Electricity prices rise across Baltics as production falls - Elektrum Lietuva

  • 2018-12-30
  • LETA/TBT Staff

VILNIUS - Electricity prices in all three Baltic countries rose last week due to a decrease in wind power generation and other factors, Elektrum Lietuva said.  

Estonia recorded the steepest week-on-week increase in the average price of electricity, by 4.5 percent to 58.14 euros per megawatt-hour (MWh). The average price in Latvia rose by almost 3 percent to 58.56 euros and that in Lithuania was up by around 2 percent to 58.37 euros.  

Some of the factors that drove prices higher included dry and cold weather, the independent power supplier said, noting that water levels in hydro power plants' reservoirs did not rise amid a lack of precipitation.
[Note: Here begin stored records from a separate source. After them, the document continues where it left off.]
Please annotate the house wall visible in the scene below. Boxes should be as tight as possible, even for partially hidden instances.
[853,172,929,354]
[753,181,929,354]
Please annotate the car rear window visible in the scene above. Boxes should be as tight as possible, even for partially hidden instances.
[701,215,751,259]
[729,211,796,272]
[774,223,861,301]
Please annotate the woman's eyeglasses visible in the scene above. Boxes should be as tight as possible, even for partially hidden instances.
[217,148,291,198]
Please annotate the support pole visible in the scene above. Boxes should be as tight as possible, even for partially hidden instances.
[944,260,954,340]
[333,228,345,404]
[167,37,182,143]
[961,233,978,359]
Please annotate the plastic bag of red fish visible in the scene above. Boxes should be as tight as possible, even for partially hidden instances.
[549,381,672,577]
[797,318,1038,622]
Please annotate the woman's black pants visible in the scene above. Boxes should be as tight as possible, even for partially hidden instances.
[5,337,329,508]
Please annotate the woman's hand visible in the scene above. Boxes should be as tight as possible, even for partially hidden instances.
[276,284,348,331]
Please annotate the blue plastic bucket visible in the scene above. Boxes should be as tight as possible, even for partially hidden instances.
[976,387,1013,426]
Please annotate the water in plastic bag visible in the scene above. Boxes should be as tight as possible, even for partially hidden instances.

The Baltic countries' overall electricity production contracted by 5 percent to 369 gigawatt-hours (GWh). Power generation remained unchanged at 141 GWh in Latvia, but declined by 7 percent to 181 GWh in Estonia and was down by 11 percent to 47 GWh in Lithuania. 

Locally-generated electricity covered 59 percent of the region's needs. Estonia generated 93 percent of its electricity and Latvia produced 88 percent. Lithuania met 18 percent of its needs.